While debugging my 802.11n code I got tired of iwm randomly failing
to associate or even getting into a state where I had to reboot to
get it to work again.

In case it got hung, the newstate task was sleeping in "iwmauth" and
never woke up, which made me revisit how this driver transitions to
AUTH state. I couldn't figure out exactly how it got hung, but I
believe I found a good reason to remove this tsleep entirely.

What's going on here is that the firmware can hop channels in the
background whenever it feels like doing so. To prevent this from
happening during the association procedure, the driver schedules a
"time event" which makes the firmware stay on the current channel
for a specified amount of time. This approach is borrowed from the
Linux driver.

If all goes well, the following happens:

1) The driver's newstate task asks for the time event and goes into
   tsleep() to wait for the firmware to signal the beginning of the
   time event.
2) The firmware signals beginning of the time event.
3) The interrupt handler sets a flag in the softc which indicates
   "time event start" and wakes up the sleeping newstate task.
4) The newstate task is scheduled, checks the flag which says that
   the time event has started, and finishes moving to AUTH state.
5) Association continues and completes
6) The firmware signals the end of the time event.
7) The interrupt handler sets a flag in the softc which indicates
   "time event ended" and wakes up any task sleeping on this
   condition (there is none)

Note that steps 5 and 6/7 can happen "concurrently" if the "time-event
ended" interrupt triggers during step 5, which is no problem.

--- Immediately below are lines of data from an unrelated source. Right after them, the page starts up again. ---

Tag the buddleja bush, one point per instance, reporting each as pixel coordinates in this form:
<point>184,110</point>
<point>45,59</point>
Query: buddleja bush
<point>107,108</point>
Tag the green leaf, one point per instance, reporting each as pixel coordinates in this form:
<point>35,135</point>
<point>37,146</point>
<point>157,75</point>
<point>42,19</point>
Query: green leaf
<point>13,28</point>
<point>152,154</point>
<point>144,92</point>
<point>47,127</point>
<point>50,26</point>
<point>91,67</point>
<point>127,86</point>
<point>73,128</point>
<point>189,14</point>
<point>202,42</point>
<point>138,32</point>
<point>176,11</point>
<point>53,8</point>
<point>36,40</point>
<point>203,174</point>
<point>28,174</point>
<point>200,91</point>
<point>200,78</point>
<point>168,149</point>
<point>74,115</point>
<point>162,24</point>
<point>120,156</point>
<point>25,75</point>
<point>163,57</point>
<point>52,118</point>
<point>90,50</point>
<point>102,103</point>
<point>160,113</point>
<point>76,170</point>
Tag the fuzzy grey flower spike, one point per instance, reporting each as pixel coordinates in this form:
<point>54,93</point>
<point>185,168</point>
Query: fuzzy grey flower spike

Sometimes, especially with IWM_DEBUG enabled (lots of printf), this
doesn't work out as planned and the order of events goes like this:

1) The driver's newstate task asks for the time event and goes into
   tsleep() to wait for the firmware to signal the beginning of the
   time event.
2) The firmware signals beginning of the time event.
3) The interrupt handler sets a flag in the softc which indicates
   "time event start" and wakes up the sleeping newstate task.
4) The firmware signals the end of the time event.
5) The interrupt handler sets a flag in the softc which indicates
   "time event ended" and wakes up the sleeping newstate task.
6) The newstate task is scheduled, checks the flag which says that
   the time event has started, but it is not set so association is
   aborted.

I have also observed other variants of these chains of events where
iwm does not manage to associate.

Leaving precise synchronization like this up to the scheduler in our
kernel is not a good idea. There is no guarantee that things will work
out as intended. Moreover, the numbers controlling timing were copied
from Linux which has different scheduling latency.

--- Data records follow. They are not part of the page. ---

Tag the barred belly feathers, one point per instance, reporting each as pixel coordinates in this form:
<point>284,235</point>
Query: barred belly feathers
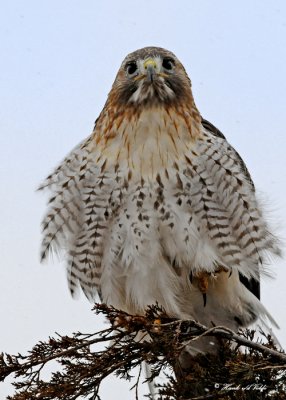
<point>156,206</point>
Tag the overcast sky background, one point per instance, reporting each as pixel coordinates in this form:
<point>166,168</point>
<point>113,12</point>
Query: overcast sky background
<point>58,59</point>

This diff does away with the unreliable extra checking. It schedules a
time event, busy-waits a short while for good measure, and life goes on.
The firmware might fail to schedule the event, and if so might wander off
the channel for a moment... in which case association is still more
likely to succeed than with these unreliable checks in place.
But generally the time event will be scheduled and things just work out.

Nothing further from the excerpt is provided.